O que é trauma psicológico?
O trauma psicológico é definido como a resposta emocional após um acontecimento terrível, vivenciado como uma ameaça à sua sobrevivência ou à de pessoas próximas. Consequentemente, a pessoa que sofre pode sentir diversas emoções desagradáveis, como choque, desamparo, tristeza, raiva, vergonha, medo, confusão, culpa ou desespero.
Além da resposta emocional, outros sintomas psicológicos podem surgir. Estes incluem memórias e sonhos angustiantes recorrentes relacionados ao evento, dissociações e até amnésia, mal-estar geral, incapacidade de desfrutar, diminuição do interesse e evitação constante de coisas relacionadas ao trauma. Também podem aparecer sintomas fisiológicos, como nervosismo, cansaço, dores de cabeça e de barriga.

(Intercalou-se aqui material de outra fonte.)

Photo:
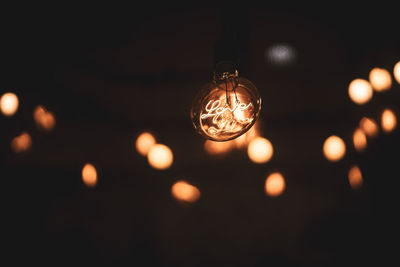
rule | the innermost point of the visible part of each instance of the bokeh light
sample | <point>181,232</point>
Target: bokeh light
<point>9,104</point>
<point>218,148</point>
<point>396,72</point>
<point>21,143</point>
<point>275,184</point>
<point>359,140</point>
<point>160,157</point>
<point>144,142</point>
<point>260,150</point>
<point>369,126</point>
<point>388,121</point>
<point>360,91</point>
<point>44,119</point>
<point>380,79</point>
<point>334,148</point>
<point>280,54</point>
<point>355,177</point>
<point>89,175</point>
<point>183,191</point>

O trauma psicológico pode aparecer imediatamente após o evento estressante até meses depois (geralmente dentro de 3 meses). Não é necessário ter vivido a situação perigosa, mas também pode surgir de testemunhá-la diretamente, ou simplesmente de ser informado, ainda mais se tiver acontecido com uma pessoa próxima a você. Esse fenômeno é chamado de trauma vicário.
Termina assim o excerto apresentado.